Roman Kennke rkennke at redhat.com
Wed Dec 14 09:30:57 UTC 2016


Am Mittwoch, den 14.12.2016, 09:06 +0100 schrieb Roland Westrelin:
> > It's not painful in terms of performance, but painful in terms of
> > implemention. We cannot easily acquire the Heap_lock on allocations
> > because the allocation might come out of a write barrier, and that
> > Java
> > thread is not-in-VM (they call into the VM via a cheap leaf-call).
> > We
> > could change that (and have been there already) to use regular
> > calls
> > like, e.g. allocations do, but this opens up a whole new class of
> > other
> > problems. For example, we need oopmaps at write-barriers which,
> > iirc,
> > presented us some serious optimization problems in C2 land. With
> > Roland's work, those might have gone away though (seems like we can
> > well live with control inputs to write barriers now..)
> 
> If we have a blocking runtime call at a write barrier then
> deoptimization at a a write barrier is possible and we need debug
> info
> at the write barrier. Having debug info and allowing the write
> barrier
> to move around would be quite complicated.
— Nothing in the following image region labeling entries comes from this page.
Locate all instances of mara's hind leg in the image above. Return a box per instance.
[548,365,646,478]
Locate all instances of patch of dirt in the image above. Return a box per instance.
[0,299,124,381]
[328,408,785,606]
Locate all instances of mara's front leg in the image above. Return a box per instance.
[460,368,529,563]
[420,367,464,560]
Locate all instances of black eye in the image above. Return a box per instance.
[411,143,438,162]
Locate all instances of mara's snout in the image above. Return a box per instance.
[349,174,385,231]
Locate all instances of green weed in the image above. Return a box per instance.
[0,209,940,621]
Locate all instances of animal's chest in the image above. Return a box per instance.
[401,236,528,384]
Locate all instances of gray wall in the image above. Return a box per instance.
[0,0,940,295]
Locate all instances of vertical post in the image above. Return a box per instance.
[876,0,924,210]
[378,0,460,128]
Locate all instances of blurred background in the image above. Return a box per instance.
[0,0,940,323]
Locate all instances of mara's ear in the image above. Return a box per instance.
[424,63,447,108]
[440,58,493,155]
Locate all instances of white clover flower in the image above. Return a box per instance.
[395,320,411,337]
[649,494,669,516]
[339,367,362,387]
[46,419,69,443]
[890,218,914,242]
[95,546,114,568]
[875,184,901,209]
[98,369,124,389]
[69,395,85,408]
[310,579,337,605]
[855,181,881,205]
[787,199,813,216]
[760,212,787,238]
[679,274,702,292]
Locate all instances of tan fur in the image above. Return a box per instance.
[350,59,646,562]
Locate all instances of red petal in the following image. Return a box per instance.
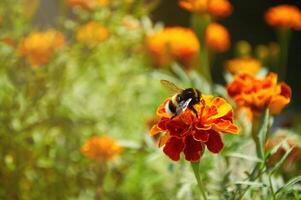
[193,130,209,142]
[206,131,224,153]
[166,120,187,136]
[184,135,204,161]
[158,118,170,130]
[163,137,184,161]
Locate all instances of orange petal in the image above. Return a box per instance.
[269,83,292,114]
[207,97,232,119]
[149,124,162,136]
[159,132,170,147]
[213,119,239,134]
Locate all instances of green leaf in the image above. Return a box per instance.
[234,181,266,187]
[275,175,301,195]
[265,139,287,160]
[258,108,270,160]
[227,153,263,163]
[270,147,294,174]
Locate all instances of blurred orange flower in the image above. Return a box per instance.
[227,73,292,114]
[265,130,301,175]
[76,21,109,47]
[80,136,123,161]
[150,95,239,161]
[146,27,200,66]
[1,37,16,48]
[66,0,109,9]
[18,30,65,67]
[205,23,230,52]
[265,5,301,30]
[179,0,233,17]
[225,57,262,75]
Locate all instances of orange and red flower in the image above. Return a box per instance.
[265,5,301,30]
[150,95,239,161]
[18,30,65,66]
[227,73,292,114]
[80,136,123,161]
[146,27,200,66]
[205,23,230,52]
[179,0,233,17]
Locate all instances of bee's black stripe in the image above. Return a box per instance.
[168,101,177,113]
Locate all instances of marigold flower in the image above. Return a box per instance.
[146,27,200,66]
[150,95,239,161]
[80,136,123,161]
[265,5,301,30]
[66,0,109,9]
[205,23,230,52]
[76,21,109,47]
[18,30,65,66]
[227,73,292,114]
[225,57,262,74]
[265,130,301,175]
[179,0,233,17]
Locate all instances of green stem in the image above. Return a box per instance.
[191,161,207,200]
[191,14,212,85]
[252,116,263,158]
[269,175,276,200]
[277,29,291,81]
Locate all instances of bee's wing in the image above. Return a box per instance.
[176,98,192,114]
[160,80,183,93]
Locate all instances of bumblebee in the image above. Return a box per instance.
[161,80,203,118]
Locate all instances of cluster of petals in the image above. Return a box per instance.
[80,136,123,161]
[150,95,239,161]
[18,30,65,66]
[66,0,109,9]
[265,5,301,30]
[225,57,262,75]
[179,0,233,17]
[205,23,230,52]
[227,73,292,114]
[146,27,200,66]
[76,21,109,47]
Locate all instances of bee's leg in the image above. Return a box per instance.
[189,106,198,117]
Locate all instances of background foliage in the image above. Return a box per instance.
[0,0,301,200]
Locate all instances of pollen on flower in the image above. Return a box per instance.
[80,136,123,161]
[205,23,230,52]
[76,21,109,47]
[227,73,292,114]
[150,95,239,161]
[265,5,301,30]
[146,27,200,66]
[18,30,65,67]
[179,0,233,17]
[225,57,262,75]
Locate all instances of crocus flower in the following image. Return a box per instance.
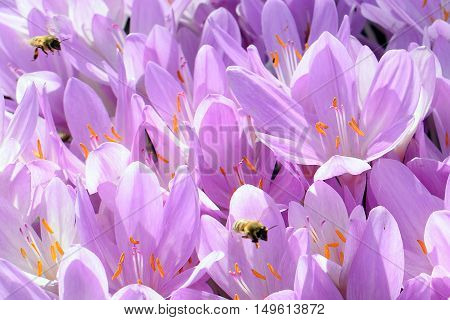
[227,32,428,180]
[197,185,304,299]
Yeah that's the issues we had last time we tried that.

I am currently working on a different approach: instead of using a
Hotspot Mutex or such, I'm now protecting the allocation code path by a
 little CAS-based spin lock. Kind of like what we already do for
growing the heap, only better :-) It seems to work, only needs some
more testing before I propose it for review.